While a Hobbesian understanding alone is incapable of judging Leyton’s actions, Sisko voices a firm critique based on some Hobbesian premises. At one point, Sisko is confronted by a changeling who gloats about the chaos that Leyton is introducing in his efforts to gain power (“Paradise Lost” 21:49). Odo had previously warned that the Dominion would attempt to subvert institutions however they could (“Homefront” 36:39), and it appears that while Leyton’s efforts on the surface appear to be about increasing security, the underlying result is that his actions would lead to destabilization.
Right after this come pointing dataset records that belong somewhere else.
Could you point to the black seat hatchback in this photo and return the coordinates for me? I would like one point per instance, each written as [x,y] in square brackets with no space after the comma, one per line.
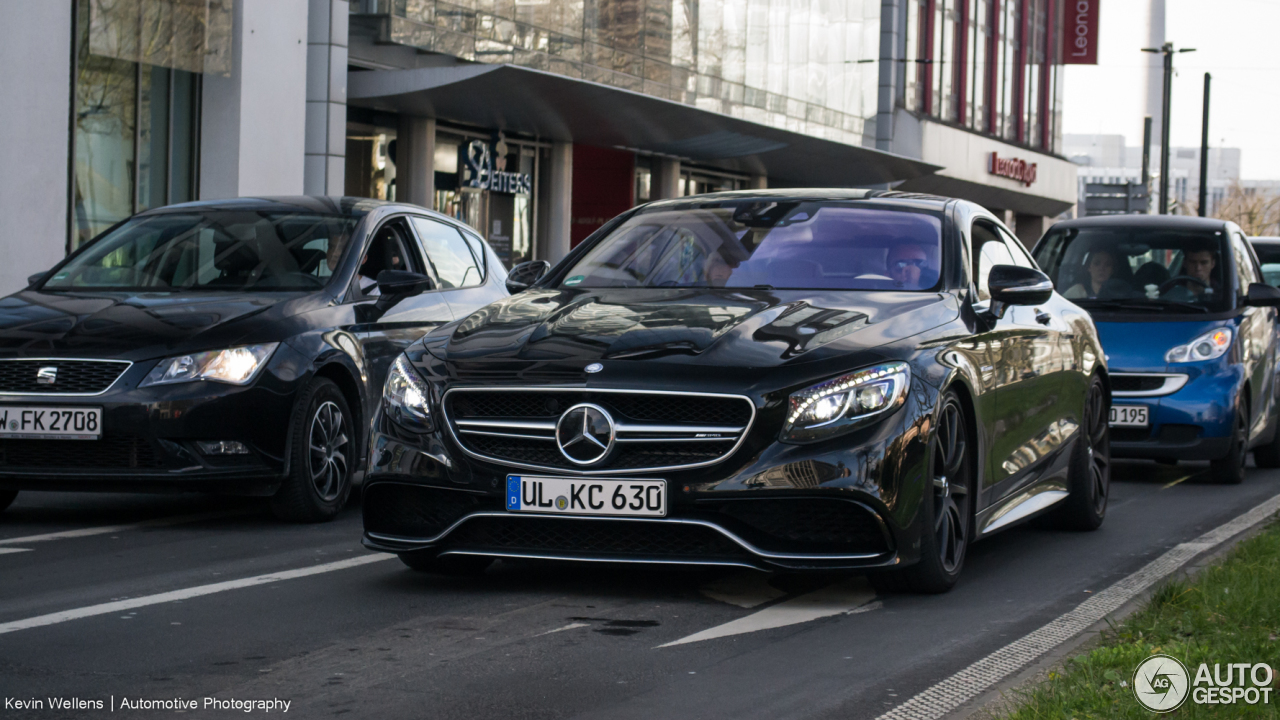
[229,346]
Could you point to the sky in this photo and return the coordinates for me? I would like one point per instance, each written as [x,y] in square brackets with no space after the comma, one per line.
[1234,40]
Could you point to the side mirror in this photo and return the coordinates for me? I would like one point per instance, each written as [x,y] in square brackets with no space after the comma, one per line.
[1262,296]
[526,274]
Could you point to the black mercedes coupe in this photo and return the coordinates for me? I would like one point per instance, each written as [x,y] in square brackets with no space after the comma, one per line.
[801,379]
[229,346]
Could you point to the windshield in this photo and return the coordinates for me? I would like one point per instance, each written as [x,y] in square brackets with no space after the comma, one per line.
[216,250]
[762,244]
[1138,269]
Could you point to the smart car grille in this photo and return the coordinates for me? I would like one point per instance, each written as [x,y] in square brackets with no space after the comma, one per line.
[654,431]
[612,538]
[106,454]
[71,377]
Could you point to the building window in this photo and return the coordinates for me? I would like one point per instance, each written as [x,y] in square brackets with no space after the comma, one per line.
[136,132]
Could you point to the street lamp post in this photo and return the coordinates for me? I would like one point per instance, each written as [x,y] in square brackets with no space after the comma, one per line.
[1168,49]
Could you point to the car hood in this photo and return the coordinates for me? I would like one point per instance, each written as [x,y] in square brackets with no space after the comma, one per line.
[135,327]
[562,331]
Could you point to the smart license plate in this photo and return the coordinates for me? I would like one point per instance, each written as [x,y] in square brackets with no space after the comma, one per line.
[586,496]
[1129,417]
[50,423]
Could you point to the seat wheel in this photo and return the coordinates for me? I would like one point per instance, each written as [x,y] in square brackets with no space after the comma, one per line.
[323,450]
[1089,472]
[455,565]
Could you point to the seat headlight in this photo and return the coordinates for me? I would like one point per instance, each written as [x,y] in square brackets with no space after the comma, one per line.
[1207,346]
[845,402]
[234,365]
[406,397]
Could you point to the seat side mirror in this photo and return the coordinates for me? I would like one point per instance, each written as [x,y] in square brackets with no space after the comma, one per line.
[1262,296]
[526,274]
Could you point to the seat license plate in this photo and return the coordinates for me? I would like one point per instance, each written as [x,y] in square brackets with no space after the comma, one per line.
[50,423]
[1129,417]
[586,496]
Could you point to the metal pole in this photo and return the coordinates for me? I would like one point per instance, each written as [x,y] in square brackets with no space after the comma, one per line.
[1203,197]
[1164,128]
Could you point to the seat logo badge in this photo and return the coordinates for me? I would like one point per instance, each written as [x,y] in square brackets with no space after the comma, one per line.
[585,433]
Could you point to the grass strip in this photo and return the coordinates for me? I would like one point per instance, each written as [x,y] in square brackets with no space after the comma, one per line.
[1229,613]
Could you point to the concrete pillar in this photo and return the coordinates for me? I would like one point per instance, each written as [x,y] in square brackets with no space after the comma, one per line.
[254,122]
[35,113]
[1029,228]
[664,181]
[556,204]
[327,98]
[415,160]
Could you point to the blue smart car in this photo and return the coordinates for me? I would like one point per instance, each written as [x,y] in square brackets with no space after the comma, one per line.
[1189,332]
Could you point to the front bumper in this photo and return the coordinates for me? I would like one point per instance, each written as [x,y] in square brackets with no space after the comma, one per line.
[149,440]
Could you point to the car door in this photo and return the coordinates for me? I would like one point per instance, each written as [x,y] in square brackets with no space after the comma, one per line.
[1024,367]
[385,332]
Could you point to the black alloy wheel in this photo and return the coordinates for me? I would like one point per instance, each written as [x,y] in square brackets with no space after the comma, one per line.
[324,447]
[1230,470]
[947,507]
[1089,473]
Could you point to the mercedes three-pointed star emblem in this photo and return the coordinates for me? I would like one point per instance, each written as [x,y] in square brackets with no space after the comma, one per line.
[585,433]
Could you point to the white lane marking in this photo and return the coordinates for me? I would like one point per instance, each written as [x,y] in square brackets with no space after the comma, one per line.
[570,627]
[836,600]
[106,529]
[744,589]
[978,678]
[117,606]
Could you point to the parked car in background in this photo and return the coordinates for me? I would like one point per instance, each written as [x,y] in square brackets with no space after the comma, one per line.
[229,346]
[800,379]
[1188,327]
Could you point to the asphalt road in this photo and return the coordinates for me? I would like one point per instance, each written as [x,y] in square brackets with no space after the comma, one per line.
[524,641]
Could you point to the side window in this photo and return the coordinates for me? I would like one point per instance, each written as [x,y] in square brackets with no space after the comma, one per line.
[389,250]
[988,251]
[448,254]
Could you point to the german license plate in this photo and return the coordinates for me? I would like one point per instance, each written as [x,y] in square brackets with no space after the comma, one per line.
[1129,415]
[586,496]
[50,423]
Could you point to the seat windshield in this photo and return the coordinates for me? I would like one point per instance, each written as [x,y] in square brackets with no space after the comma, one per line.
[1138,269]
[218,250]
[776,245]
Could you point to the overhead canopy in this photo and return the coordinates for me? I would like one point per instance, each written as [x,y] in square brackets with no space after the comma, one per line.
[561,108]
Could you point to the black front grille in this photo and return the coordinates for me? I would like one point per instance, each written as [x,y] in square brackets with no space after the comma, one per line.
[106,454]
[807,525]
[1136,383]
[613,538]
[421,513]
[74,377]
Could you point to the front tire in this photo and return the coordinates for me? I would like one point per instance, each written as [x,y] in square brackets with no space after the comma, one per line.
[1089,473]
[947,506]
[1230,469]
[324,447]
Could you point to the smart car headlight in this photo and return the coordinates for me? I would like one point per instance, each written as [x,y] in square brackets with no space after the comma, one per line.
[1207,346]
[845,402]
[234,365]
[406,397]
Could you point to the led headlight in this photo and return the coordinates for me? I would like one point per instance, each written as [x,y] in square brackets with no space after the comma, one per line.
[234,365]
[406,397]
[1207,346]
[845,402]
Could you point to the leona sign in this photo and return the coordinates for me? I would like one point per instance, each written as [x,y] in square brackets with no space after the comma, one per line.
[1080,32]
[1011,168]
[481,173]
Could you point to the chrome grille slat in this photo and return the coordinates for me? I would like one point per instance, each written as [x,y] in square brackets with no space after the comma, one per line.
[481,432]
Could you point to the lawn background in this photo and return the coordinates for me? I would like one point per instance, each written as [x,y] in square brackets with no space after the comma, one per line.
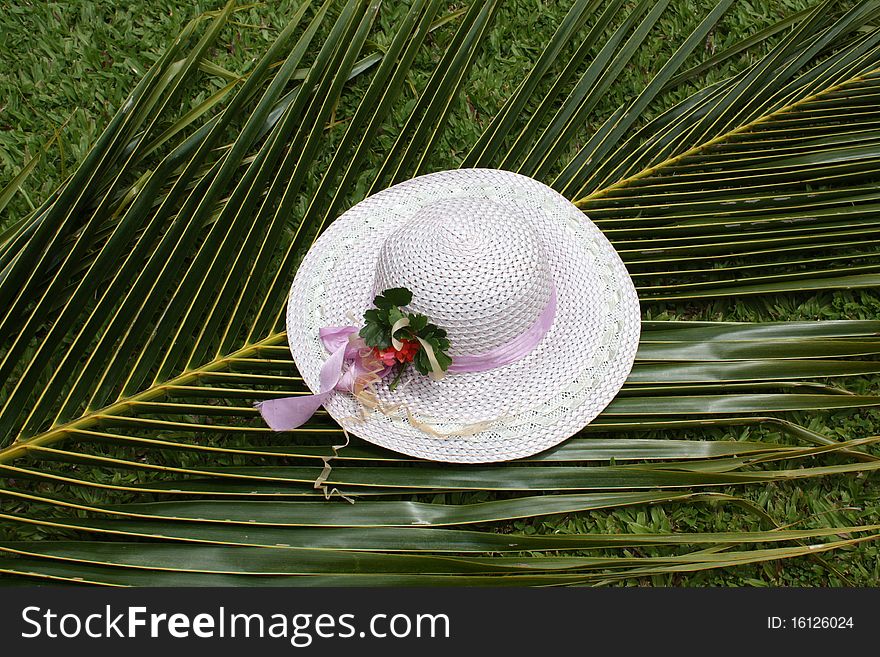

Hobbes argues that if people cannot trust their sovereign to remain the same — to exist, in the case of Star Trek, as the Federation, rather than a military dictatorship — then they will feel insecure as a result. Sisko voices this criticism of Leyton’s ends most prominently in his final encounter with Leyton, saying, “Do you think other Federation worlds are going to sit back and let the President be replaced by a military dictatorship?” After Leyton acknowledges there will be dissenters, Sisko rebukes, “What then? Are you willing to risk a civil war?” (“Paradise Lost” 34:38). Sisko’s argument that Leyton’s plan to change the Sovereign risks destabilization draws upon the same idea as Hobbes: that military coups introduce insecurity and factionalism, leaving the people to choose sides or lose trust in their government completely. To Hobbes, this scenario collapses into a state of war. Sisko articulates the paradox in Leyton’s goals, that while his actions seem to guarantee security, they essentially result in greater risk and insecurity. Hobbes’s writing alone might consider the irrationality but see no recourse but to continue upon Leyton’s path, while Sisko’s critique is that the paradox alone is a good enough reason to reject Leyton’s plan, even if no alternative is voiced.

Through the lens of Hobbes, it is evident how these Star Trek episodes illustrate the ease with which even a peaceful government can descend into authoritarianism. And though the justifications are irrational in the end in the sense of attempting to guarantee security by creating chaos, they seem perfectly reasonable throughout every step of the actual process up to that point. Though this example appears remote, the warning these episodes provide is that even in the most distant of futures, the most perfect of worlds, or the best of governments, there is an easy risk to descend into a kind of dystopian authoritarianism by way of fear. We should be mindful of this today, especially if we wish to understand the rising appeal of authoritarian leaders around the world, and what role fear, manufactured or otherwise, plays even in our own political landscape. Moreover, we must find suitable alternatives to fear, so that we can even have the tools to reject authoritarianism when it arises, even in our own backyard.



Works Cited

“Homefront.” Star Trek: Deep Space 9, 1996.

Hobbes, Thomas. Leviathan. Edited by Karl Schuhmann, and G. A. J. Rogers, Bloomsbury Publishing Plc, 2006. ProQuest Ebook Central,

“Paradise Lost.” Star Trek: Deep Space 9, 1996.